There comes a point when skiing is not an option. Mrs Piper and I took the PiperCub out in his poke last weekend for a cross-country ski, and it really wasn’t enjoyable - only -16, but the windchill took it below the comfort level. I was very glad to get back to the shack with its woodburner and get off my skis - you really shouldn’t feel that way after a ski.
We didn’t even try it this weekend, since the base temperature was already -20, with a wind blowing. Not being a masochist, I didn’t even try to find out what the windchill was… :eek
I know, because I did the very Canadian thing of going down last week.
It was worth it. Even though I had to put up with my mother. It was worth it.
And when I came back to Canada, it was raining. Don’t that just beat all?
I’ll be glad to put mine away for the good weather, but I’ll still own it next winter. Oh well.

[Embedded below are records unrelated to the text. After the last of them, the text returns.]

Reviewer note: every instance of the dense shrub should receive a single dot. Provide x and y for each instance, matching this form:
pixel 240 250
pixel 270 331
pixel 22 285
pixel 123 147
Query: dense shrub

On another note, anybody seen the new Tim Hortons commercial for R-r-r-roll up the Rim? Two guys in an amusement park, and they happen upon the Canadaland attraction–containing such carnival games as “Knit a Toque” and “Shovel the Driveway.” It made me laugh–as Homer Simpson says, “It’s funny 'cause it’s true.”
I’m sorry, you’re confusing me - can those words combine in English to form a meaningful sentence? One of the things I don’t like about Toronto is it’s too warm in the winter - I grew up skiing every day after school until it was suppertime. Here, it’s hit and miss whether you’ve got snow, slush, ice or pavement.
Did I ever tell you guys about the job I had when I was still in school? In 1975, after the Post Office strike raised the price of a stamp from 5 cents to 8 cents, the gas company figured out that they could pay kids 5 cents a bill to deliver the gas bills. I had a different route every weekend, anywhere from 500 - 700 bills, and I would deliver them Thursday night, Friday night and as much of Saturday as I needed. I did that job from Grade 9 until I graduated - provided just enough money to blow on albums every week. So, yeah, I’m quite accustomed to being out for 6 - 8 hours regardless of the temperature or wind chill.
I almost got in on an experiment where people were supposed to go winter camping in the middle of Lake Winnipeg for 4 months to see what it did to their average body temperature, but it never worked out.
I take it your mother never forced you to ski in -30 weather, cause we were there anyway?
Or put a garbage bag over your snowsuit to try to keep a bit dry in the rain, cause we were there anyway?
Oh yeah - there’s definitely a point at which it’s just not an option. At least, not if you hope to get the least amount of enjoyment out of it…
I once wussed out of some downhill partway through the day because my grandmother pointed out that the white spot on my cheek was frostbite. I thought I’d draw a line in the snow at that point.
I did my cold time. How many of you guys have been travelling in the high Arctic in winter? I was in Yellowknife for a lotta years. I’m keepin’ my name.
(bumface).
See that? See how much I’m becoming like one of them?
You realize I live in Saskatchewan, don’t you? Not that I want DST anyways. It’s only just starting to get light out on the way to work, no need to push that back another hour.